No. of downloads: 24

Date

2020

Authors

Bodla, Navaneeth

Advisor

Chellappa, Rama

DRUM DOI

https://doi.org/10.13016/1ask-0snf

Abstract

The performance of object detection has steadily improved over the past decade, primarily due to improved CNN architectures and well-annotated datasets. The state-of-the-art detectors learn category independent region proposals using a convolutional neural network and refine them to improve objects’ localization. There are several open-ended problems with these approaches. We address two of them: 1) multiple proposals often get regressed to the same region of interest (RoI), leading to cluttered detections. 2) The foreground/background assignment to the proposal could be incorrect due to missing annotations that leads to incorrect signals during backpropagation.

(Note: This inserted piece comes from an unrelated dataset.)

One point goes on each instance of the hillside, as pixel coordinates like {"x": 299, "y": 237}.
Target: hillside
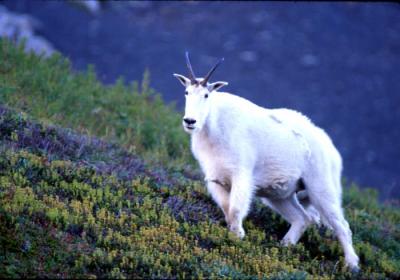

Firstly, non-maximum suppression is used to mitigate the cluttered detection problem and significantly reduce the number of false positives. As per the algorithm’s design, the detection box M with the maximum score is selected, and all other detection boxes with a significant overlap (using a pre-defined threshold) with $M$ are suppressed. Therefore, if an object lies within the predefined overlap threshold, it leads to a miss. To mitigate this, we propose Soft-NMS, an algorithm that decays all other objects’ detection scores as a continuous function of their overlap with $M$. Hence, no object is eliminated in this process. Soft-NMS obtains consistent improvements for the coco-style mAP metric on standard datasets like PASCAL VOC 2007 ($1.7%$ for both R-FCN and Faster-RCNN) and MS-COCO ($1.3%$ for R-FCN and $1.1%$ for Faster-RCNN). Secondly, state-of-the-art object detectors require detailed bounding-box annotations for images containing multiple objects. Annotations help in accurately assigning the foreground and background labels to the proposals used in the classification stage. However, the labels assigned to these proposals could be incorrect when the dataset is not fully annotated. To this end, we investigate the robustness of object detection under the presence of missing annotations and propose a method called Soft Sampling to bridge the performance gap, caused due to missing annotation. Soft Sampling re-weights the gradients of RoIs as a function of overlap with positive instances. This ensures that the uncertain background regions are given a smaller weight compared to the hard-negatives. Extensive experiments on curated PASCAL VOC and OpenImages V3 datasets demonstrate the effectiveness of the proposed Soft Sampling method.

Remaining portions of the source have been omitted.